By Shannon Ralph, The Next Family
Since having children, I have said some pretty crazy things. Strings of words come out of my mouth on a daily basis that defies all reason and logic. The phrase, “Snorkels aren’t made for penises” immediately comes to mind. And “Stand still while I lick it off.” On more than one occasion, I’ve uttered the phrase, “Give me that booger right now.”
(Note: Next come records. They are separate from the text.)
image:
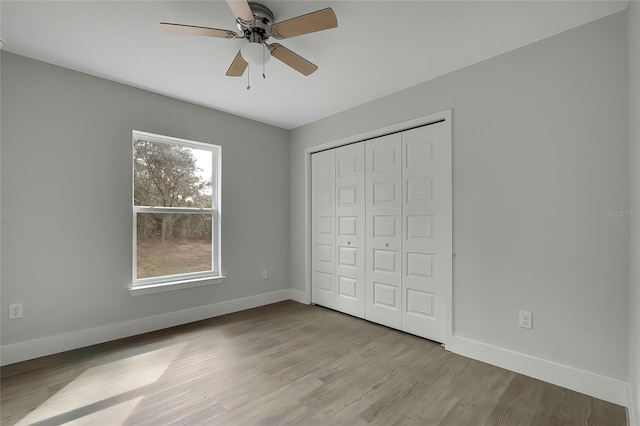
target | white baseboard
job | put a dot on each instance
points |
(298, 296)
(602, 387)
(23, 351)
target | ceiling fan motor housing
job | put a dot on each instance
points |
(259, 32)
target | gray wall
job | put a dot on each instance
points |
(633, 16)
(66, 199)
(540, 145)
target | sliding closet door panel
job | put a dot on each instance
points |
(323, 229)
(426, 229)
(383, 230)
(350, 238)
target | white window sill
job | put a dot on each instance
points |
(174, 285)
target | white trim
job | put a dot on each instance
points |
(175, 285)
(23, 351)
(445, 115)
(602, 387)
(632, 416)
(298, 296)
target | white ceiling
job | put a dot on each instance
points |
(379, 47)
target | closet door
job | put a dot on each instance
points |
(383, 230)
(350, 238)
(323, 229)
(426, 233)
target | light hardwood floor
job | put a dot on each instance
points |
(284, 363)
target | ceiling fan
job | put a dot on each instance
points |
(256, 24)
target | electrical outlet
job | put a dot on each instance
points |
(15, 311)
(526, 319)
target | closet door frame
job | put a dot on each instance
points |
(442, 116)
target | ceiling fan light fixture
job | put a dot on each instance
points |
(255, 53)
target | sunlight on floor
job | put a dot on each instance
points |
(108, 392)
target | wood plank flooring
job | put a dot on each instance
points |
(280, 364)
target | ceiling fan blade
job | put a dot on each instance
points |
(237, 67)
(193, 30)
(242, 11)
(292, 59)
(305, 24)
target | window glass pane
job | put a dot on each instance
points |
(171, 175)
(169, 244)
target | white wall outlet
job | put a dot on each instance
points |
(525, 319)
(15, 311)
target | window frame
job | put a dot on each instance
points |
(190, 279)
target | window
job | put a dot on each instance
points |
(176, 213)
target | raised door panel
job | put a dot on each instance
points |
(350, 236)
(426, 229)
(383, 230)
(323, 229)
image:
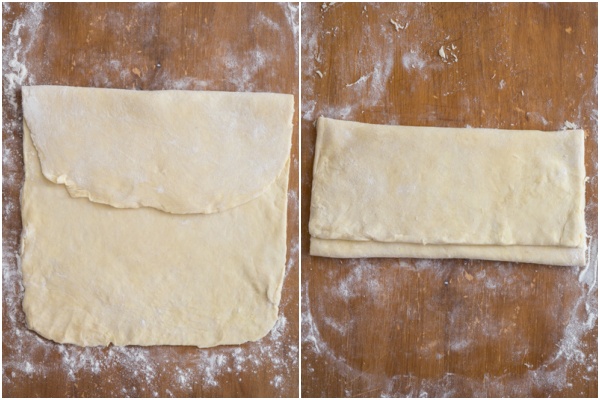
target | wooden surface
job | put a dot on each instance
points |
(404, 327)
(231, 47)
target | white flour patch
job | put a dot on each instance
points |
(413, 60)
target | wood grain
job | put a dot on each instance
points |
(406, 327)
(153, 46)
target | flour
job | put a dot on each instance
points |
(145, 370)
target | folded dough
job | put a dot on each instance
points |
(393, 191)
(154, 239)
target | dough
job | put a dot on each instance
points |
(240, 154)
(176, 265)
(392, 191)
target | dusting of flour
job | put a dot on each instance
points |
(360, 286)
(146, 371)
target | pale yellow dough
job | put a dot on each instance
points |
(394, 191)
(182, 252)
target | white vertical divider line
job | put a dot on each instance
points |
(299, 55)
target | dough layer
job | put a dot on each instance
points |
(178, 151)
(393, 191)
(95, 274)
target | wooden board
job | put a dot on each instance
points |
(231, 47)
(427, 328)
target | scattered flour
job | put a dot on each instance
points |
(145, 370)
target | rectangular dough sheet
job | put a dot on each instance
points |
(396, 191)
(154, 218)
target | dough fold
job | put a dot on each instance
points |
(177, 151)
(394, 191)
(128, 272)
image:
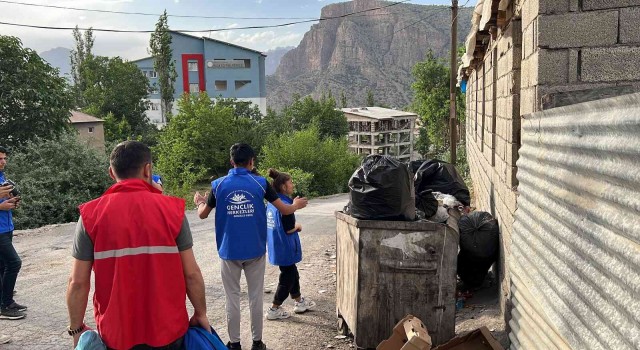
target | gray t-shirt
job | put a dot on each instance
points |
(83, 246)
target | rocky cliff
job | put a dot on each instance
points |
(373, 50)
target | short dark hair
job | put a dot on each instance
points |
(128, 157)
(242, 154)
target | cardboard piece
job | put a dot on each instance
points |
(408, 334)
(480, 339)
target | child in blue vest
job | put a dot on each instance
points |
(285, 251)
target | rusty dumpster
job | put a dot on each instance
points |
(388, 269)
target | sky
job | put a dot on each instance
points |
(134, 45)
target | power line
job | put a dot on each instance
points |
(428, 17)
(304, 19)
(140, 13)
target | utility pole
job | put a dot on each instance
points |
(452, 81)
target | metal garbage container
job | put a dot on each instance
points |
(388, 269)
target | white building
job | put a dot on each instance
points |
(377, 130)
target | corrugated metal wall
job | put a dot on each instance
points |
(576, 243)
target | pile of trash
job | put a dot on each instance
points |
(383, 188)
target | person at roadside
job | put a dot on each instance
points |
(10, 262)
(285, 251)
(139, 245)
(241, 236)
(157, 182)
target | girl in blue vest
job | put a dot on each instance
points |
(285, 251)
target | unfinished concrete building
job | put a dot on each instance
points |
(384, 131)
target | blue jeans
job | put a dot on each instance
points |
(10, 265)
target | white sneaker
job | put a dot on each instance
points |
(276, 314)
(304, 305)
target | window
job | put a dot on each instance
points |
(221, 85)
(241, 83)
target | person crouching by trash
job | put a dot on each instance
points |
(285, 250)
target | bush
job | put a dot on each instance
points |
(54, 177)
(329, 160)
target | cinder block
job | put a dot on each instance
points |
(610, 64)
(630, 25)
(530, 11)
(578, 29)
(553, 6)
(573, 66)
(553, 66)
(528, 101)
(512, 153)
(529, 72)
(529, 40)
(589, 5)
(574, 5)
(512, 181)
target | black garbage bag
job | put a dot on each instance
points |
(479, 234)
(473, 271)
(427, 203)
(382, 189)
(440, 176)
(479, 247)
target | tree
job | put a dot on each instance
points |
(81, 53)
(164, 65)
(55, 176)
(307, 112)
(116, 87)
(431, 102)
(329, 160)
(34, 100)
(370, 99)
(196, 142)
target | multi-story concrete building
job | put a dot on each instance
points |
(214, 66)
(377, 130)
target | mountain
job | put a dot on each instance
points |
(58, 58)
(369, 51)
(273, 58)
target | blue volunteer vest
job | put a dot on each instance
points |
(6, 217)
(241, 218)
(284, 249)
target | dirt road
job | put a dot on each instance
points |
(47, 261)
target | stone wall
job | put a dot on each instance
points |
(546, 54)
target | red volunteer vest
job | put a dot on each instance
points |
(140, 289)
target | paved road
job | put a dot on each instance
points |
(46, 264)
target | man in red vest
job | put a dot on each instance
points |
(139, 244)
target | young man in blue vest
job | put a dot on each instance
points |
(241, 236)
(10, 262)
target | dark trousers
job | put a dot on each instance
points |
(10, 265)
(289, 284)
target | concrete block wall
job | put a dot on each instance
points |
(493, 135)
(549, 53)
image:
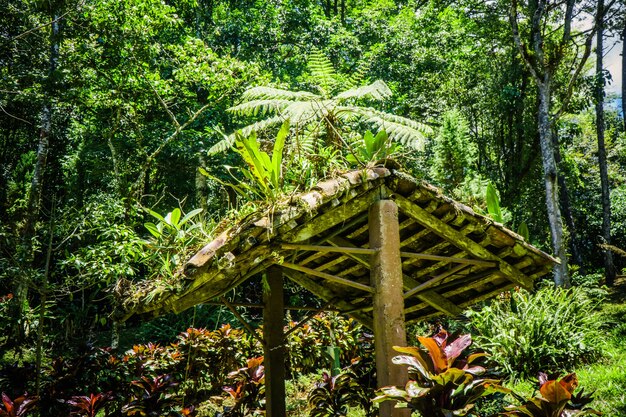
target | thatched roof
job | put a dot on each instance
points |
(452, 257)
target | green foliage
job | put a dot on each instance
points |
(310, 113)
(153, 398)
(372, 149)
(557, 400)
(441, 383)
(88, 405)
(247, 389)
(493, 204)
(18, 407)
(453, 155)
(551, 329)
(334, 395)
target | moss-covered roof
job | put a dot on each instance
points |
(452, 257)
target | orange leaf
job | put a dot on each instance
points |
(437, 355)
(569, 382)
(554, 392)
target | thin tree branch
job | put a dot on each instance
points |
(518, 41)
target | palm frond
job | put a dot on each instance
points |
(271, 93)
(377, 90)
(260, 107)
(322, 71)
(228, 140)
(399, 129)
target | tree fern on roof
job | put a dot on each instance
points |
(328, 110)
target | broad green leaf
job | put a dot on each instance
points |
(151, 227)
(174, 217)
(493, 204)
(277, 156)
(522, 230)
(155, 215)
(189, 216)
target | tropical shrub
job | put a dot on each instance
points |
(88, 405)
(17, 407)
(551, 329)
(441, 383)
(247, 389)
(334, 395)
(154, 397)
(557, 400)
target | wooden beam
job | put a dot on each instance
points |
(307, 318)
(386, 278)
(319, 248)
(327, 295)
(243, 321)
(329, 277)
(447, 258)
(431, 282)
(274, 346)
(461, 241)
(332, 217)
(431, 297)
(251, 305)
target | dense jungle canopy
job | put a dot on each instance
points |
(119, 157)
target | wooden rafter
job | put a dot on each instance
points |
(461, 241)
(325, 294)
(429, 296)
(447, 259)
(331, 218)
(241, 320)
(329, 277)
(433, 281)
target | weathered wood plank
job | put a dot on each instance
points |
(331, 218)
(461, 241)
(274, 346)
(447, 259)
(320, 248)
(433, 281)
(327, 295)
(386, 278)
(329, 277)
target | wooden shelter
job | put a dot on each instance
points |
(376, 244)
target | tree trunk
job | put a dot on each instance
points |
(567, 210)
(561, 276)
(202, 190)
(609, 268)
(26, 251)
(624, 72)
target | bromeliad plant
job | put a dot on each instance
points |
(18, 407)
(441, 383)
(248, 389)
(335, 394)
(264, 174)
(557, 400)
(373, 149)
(89, 405)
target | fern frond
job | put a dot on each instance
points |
(259, 107)
(229, 140)
(399, 129)
(270, 93)
(357, 77)
(377, 90)
(302, 112)
(322, 71)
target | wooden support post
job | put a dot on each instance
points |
(386, 278)
(274, 361)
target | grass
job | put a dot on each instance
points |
(606, 377)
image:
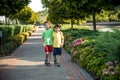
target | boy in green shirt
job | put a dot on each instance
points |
(47, 42)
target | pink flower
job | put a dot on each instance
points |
(111, 68)
(112, 72)
(109, 63)
(77, 42)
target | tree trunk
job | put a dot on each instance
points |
(94, 21)
(71, 23)
(78, 22)
(5, 20)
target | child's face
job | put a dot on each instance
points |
(57, 29)
(47, 25)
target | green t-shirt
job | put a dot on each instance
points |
(47, 35)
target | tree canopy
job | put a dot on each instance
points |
(8, 7)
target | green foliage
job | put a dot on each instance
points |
(9, 7)
(18, 29)
(7, 48)
(7, 31)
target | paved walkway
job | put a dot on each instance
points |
(27, 63)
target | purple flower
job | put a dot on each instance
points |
(116, 62)
(105, 73)
(109, 63)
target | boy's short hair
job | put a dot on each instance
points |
(57, 25)
(46, 22)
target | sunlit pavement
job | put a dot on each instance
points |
(27, 63)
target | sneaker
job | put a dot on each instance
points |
(55, 62)
(48, 64)
(58, 64)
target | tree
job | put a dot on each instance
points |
(26, 15)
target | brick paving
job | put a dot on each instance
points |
(27, 63)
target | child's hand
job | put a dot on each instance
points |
(61, 45)
(43, 45)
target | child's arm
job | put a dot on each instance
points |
(62, 39)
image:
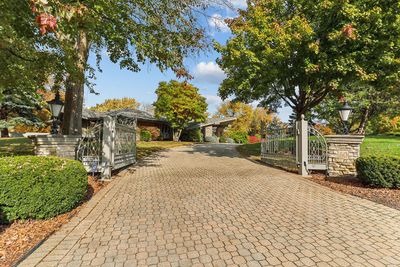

It’s mind-boggling, really, how parenthood changes all pre-conceived notions of what is socially acceptable to say to another human being. It is a sacred duty to nurture and mold a helpless, squirming infant from birth to adulthood. In our sincere desire to raise our children to be adults who do not lick their own armpits, we suffer through numerous cringe-worthy conversations with our children. Words fly from our lips that baffle our minds and confound our sense of self.
Who is this woman who hasn’t bathed in three days? Who talks about poop at dinner parties? And spits on her children to clean their faces? Who is this raving madwoman with boogers in one hand and a half-eaten dog biscuit pried from the mouth of her adorably tenacious toddler in the other? Where did she come from? And did she honestly just tell her young daughter that the Tooth Fairy got drunk last night and forgot to visit?
Yes, we mothers say some crazy things.
There are, however, certain words no mother would ever utter. Certain phrases no mother would ever consider saying aloud. Below are 21 things I can guarantee you NO mother would ever say:
- We do not have enough video games in this house.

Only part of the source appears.